What I'm getting at here is that it's been at least 38 years and more like 46 since the Daleks were appealing simply because of how they looked and sounded. There was more to them than just that for fifteen years at least whilst the original series was still going, and rolling all that back and hoping a design at this point only a hair under five decades old will still carry the day seems an extraordinarily risky roll of the dice.  Davies may have seemed to do something similar when he first jump-started the series back in 2005, but whatever else I may have taken him to task for, he did three very smart things.  He had the Daleks redesigned in a way that was visually arresting on its own terms, rather than the Peter Cushing nostalgia-fest of the most recent abominations.  He linked the Daleks to the destruction of the Doctor's home, giving them an emotional weight in the new series entirely independent of their role from 1963 to 1988.

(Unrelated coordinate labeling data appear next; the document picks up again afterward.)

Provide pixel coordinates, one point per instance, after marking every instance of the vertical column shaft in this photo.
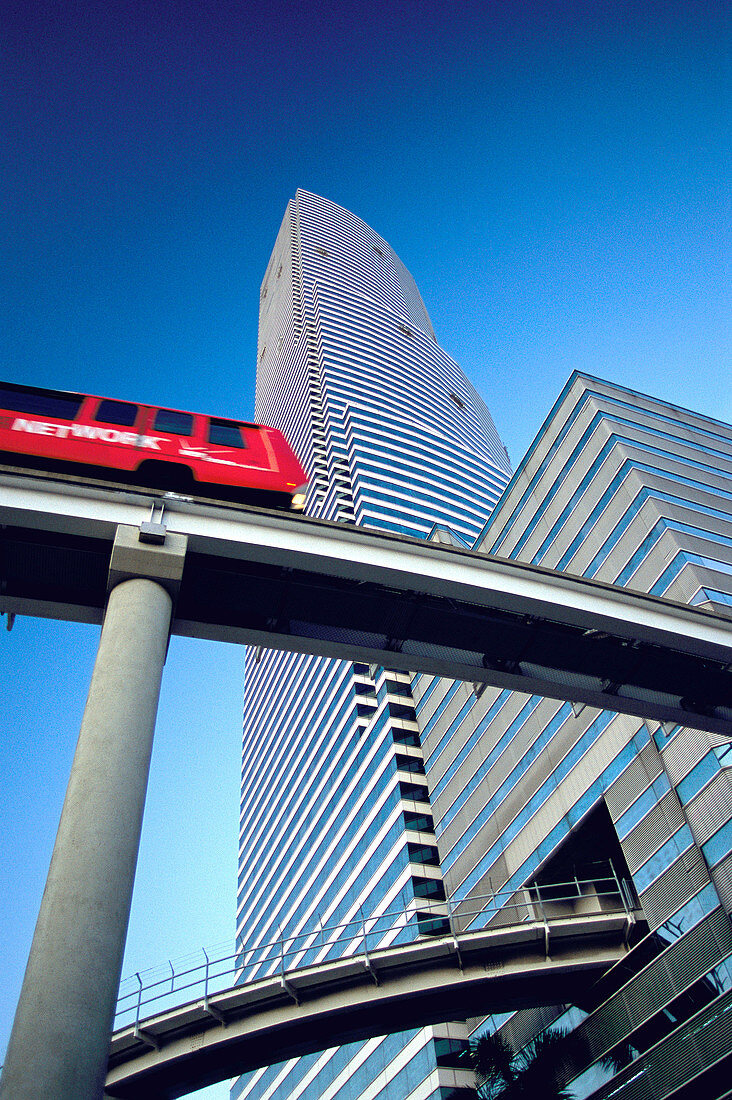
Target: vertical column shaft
(59, 1041)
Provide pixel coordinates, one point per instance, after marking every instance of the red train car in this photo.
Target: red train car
(143, 444)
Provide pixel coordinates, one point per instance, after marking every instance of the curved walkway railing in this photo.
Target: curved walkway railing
(198, 977)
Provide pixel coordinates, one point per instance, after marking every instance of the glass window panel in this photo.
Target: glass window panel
(226, 433)
(177, 424)
(719, 845)
(697, 778)
(119, 413)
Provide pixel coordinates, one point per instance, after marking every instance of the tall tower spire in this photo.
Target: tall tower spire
(335, 809)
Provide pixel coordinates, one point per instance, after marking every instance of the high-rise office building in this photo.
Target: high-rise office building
(632, 491)
(335, 811)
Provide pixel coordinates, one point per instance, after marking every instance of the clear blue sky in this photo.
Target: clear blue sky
(553, 174)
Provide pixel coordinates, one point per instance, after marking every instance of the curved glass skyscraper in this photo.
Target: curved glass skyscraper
(335, 812)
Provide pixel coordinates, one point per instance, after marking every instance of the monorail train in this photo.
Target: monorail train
(146, 446)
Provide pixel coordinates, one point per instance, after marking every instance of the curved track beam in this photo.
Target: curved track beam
(331, 1003)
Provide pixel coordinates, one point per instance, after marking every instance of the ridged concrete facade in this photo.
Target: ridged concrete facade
(631, 491)
(335, 809)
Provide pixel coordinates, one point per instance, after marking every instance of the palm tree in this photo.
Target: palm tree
(535, 1073)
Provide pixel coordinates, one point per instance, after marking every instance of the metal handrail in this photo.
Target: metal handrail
(359, 936)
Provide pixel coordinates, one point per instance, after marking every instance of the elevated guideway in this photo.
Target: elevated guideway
(537, 954)
(291, 582)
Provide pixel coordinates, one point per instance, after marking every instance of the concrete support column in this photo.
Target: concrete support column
(59, 1042)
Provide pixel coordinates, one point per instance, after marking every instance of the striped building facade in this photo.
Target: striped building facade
(336, 823)
(631, 491)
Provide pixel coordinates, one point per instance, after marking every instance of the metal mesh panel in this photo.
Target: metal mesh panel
(683, 879)
(711, 807)
(722, 877)
(652, 831)
(684, 752)
(634, 780)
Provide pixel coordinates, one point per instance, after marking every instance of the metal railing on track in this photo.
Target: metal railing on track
(209, 971)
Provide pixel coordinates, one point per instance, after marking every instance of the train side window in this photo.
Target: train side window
(119, 413)
(226, 433)
(176, 424)
(37, 403)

And he still had them loathe the Doctor.

With the Time War more or less played out following "The End of Time", and the new Dalek design having kicked off a storm of derision (though maybe plenty of people loved it, and I'm just hanging out in the wrong places online), the mutual loathing between the Daleks and the Doctor was the last link to the idea that anything needs to be done with the Daleks than just have them show up and shout "Exterminate!".  And now that's gone too.  The Daleks no longer recognise their mortal enemy, and the last thing they did when they still had that knowledge was to ask if he could sort something out for them because they were too scared to get the job done.  This would be a ridiculous choice for a Dalek swansong, but I'm honestly baffled as to why anyone would pull this stunt and then plan to use them ever again.  I'm not so much a fool as to rule out the possibility that Moffat is working up to something exceptionally awesome, but "Victory..." was proof enough that the Daleks are far from the concept that brings out the best in his instincts, and last night's episode most definitely struck me as further evidence for that idea.

[1] Also: "The Predator of the Daleks" is, at the very least, seventy-two times less cool a name than "The Oncoming Storm" - rewriting Paul Cornell is rarely wise.